Vaccines are not just for prevention, new ones are in development to treat diseases including malaria, HIV, and nicotine dependence.
Novel vaccines in three areas of research were the subject of the Ambulatory Care PRN Focus, held at the American College of Clinical Pharmacy's annual meeting in Denver in October. Mary S. Hayney, Pharm.D., MPH, presented vaccine candidates for the prevention or treatment of malaria, HIV, and nicotine addiction.
"There is a complex genome and complex life cycle of this parasite" associated with malaria, Hayney told the audience. Hayney, an associate professor of pharmacy at the University of Wisconsin School of Pharmacy, explained that one obstacle is the various antigenic presentations of malaria in humans that make a vaccine difficult to develop. She added that affordability is another obstacle. "The areas of the world with the highest burden of malaria are also the poorest, with the fewest resources," she said. In addition, the ability to transport and administer this vaccine to remote areas will likely be other important issues that will need to be addressed.
Despite the obstacles, there are several strategies for developing a malaria vaccine. "We do know that induction of CD8+ T cells is particularly important in the liver stage of the disease," said Hayney. Another approach is the prime-boost strategy where you "prime" with one recombinant vector and boost with a different one. "You use the same antigen, but you show it to the immune system in a different way such that your body magnifies the response to the antigen," she explained.
HIV vaccines were the subject of the second part of Hayney's presentation. "Obstacles to HIV vaccine development include the genetic diversity of the virus and how easily it mutates. You can have many different types within one individual," she pointed out. "There have been millions of documented cases of HIV and yet no documented case of long-term immunity."
One promising candidate in the pipeline is a joint effort between Sanofi-Pasteur and VaxGen. Currently in a Phase III trial in Thailand, the vaccine is a canarypox vector vaccine with rgp120 subunit boost. The strategy is to induce both cellular and humoral immunity. Preliminary study results are expected in 2009.

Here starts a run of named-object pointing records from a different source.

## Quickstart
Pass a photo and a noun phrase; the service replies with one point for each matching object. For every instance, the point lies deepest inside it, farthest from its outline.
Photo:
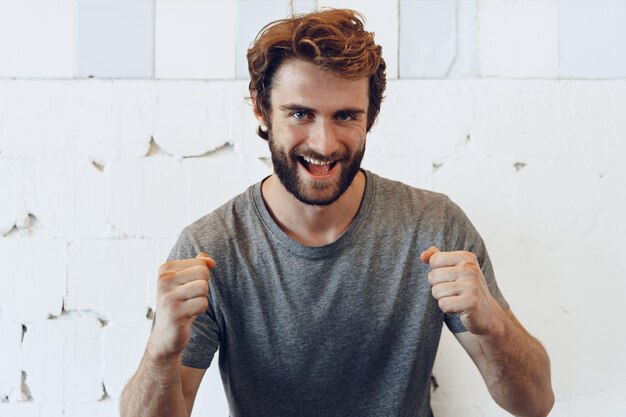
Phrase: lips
(316, 166)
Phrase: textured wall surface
(123, 121)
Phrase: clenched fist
(459, 287)
(182, 294)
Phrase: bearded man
(327, 286)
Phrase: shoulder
(214, 230)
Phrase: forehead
(303, 83)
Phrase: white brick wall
(516, 109)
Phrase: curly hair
(334, 39)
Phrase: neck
(312, 225)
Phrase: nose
(324, 138)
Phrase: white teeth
(315, 161)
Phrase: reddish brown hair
(334, 39)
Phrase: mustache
(308, 153)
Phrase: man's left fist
(459, 287)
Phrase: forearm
(516, 369)
(154, 391)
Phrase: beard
(315, 193)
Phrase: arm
(515, 367)
(161, 389)
(513, 364)
(162, 386)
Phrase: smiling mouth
(316, 166)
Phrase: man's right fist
(182, 294)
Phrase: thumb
(425, 256)
(209, 262)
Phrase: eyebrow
(300, 107)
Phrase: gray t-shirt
(345, 329)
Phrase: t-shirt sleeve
(460, 234)
(204, 332)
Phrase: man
(328, 285)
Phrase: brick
(157, 253)
(211, 400)
(427, 38)
(107, 276)
(592, 39)
(244, 125)
(380, 18)
(516, 120)
(556, 223)
(122, 359)
(36, 117)
(111, 119)
(406, 170)
(187, 47)
(428, 119)
(33, 278)
(482, 187)
(590, 122)
(67, 195)
(31, 409)
(207, 186)
(192, 118)
(36, 38)
(69, 368)
(114, 38)
(12, 195)
(519, 38)
(10, 372)
(466, 62)
(146, 197)
(106, 408)
(251, 16)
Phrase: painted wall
(123, 121)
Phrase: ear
(257, 113)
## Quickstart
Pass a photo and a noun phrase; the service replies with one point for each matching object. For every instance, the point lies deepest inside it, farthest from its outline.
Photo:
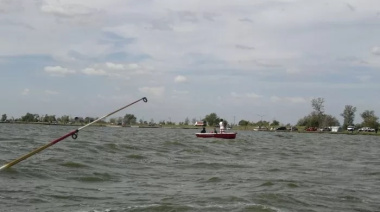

A second product that is not quite as far along comes from the Vaccine Research Center at the National Institutes of Health's National Institute of Allergy and Infectious Diseases (NIAID). Phase II studies are currently underway for this vaccine that utilizes plasmid DNA inserted into a recombinant adenovirus. "It is hoped it will induce strong cellular immunity," said Hayney. Phase III studies are slated to begin in early 2008.
With 1.3 billion tobacco users in the world and nicotine as the major mediator for tobacco addiction, a successful anti-nicotine vaccine could be a true life-saver. One vaccine in development uses antibodies that bind to nicotine and prevent it from crossing the blood-brain-barrier. Because nicotine itself is not terribly immunogenic, it must be conjugated with something else, according to Hayney. "Scientists have conjugated nicotine to a protein which is recognized by the immune system and really does elicit an immune response," she said. That protein is recombinant Pseudomonas aeruginosa exprotein A.
The product, NicVax from Nabi Biopharmaceuticals, is currently in Phase IIb trials and preliminary evidence suggests the height of antibody response correlates very strongly with smoking abstinence. "So, the higher you can boost your nicotine antibody with the vaccine, the more likely you are to not smoke," Hayney explained. But one potential question that has not yet been answered is whether or not the antibodies will become saturated – a situation where you could simply smoke more and saturate and overcome the antibody system.
"It will require multiple doses – this will not be a one shot kind of thing," said Hayney of NicVax. "This is likely to be a vaccine that requires frequent boosters to maintain antibody response." The FDA has granted this vaccine fast-track status.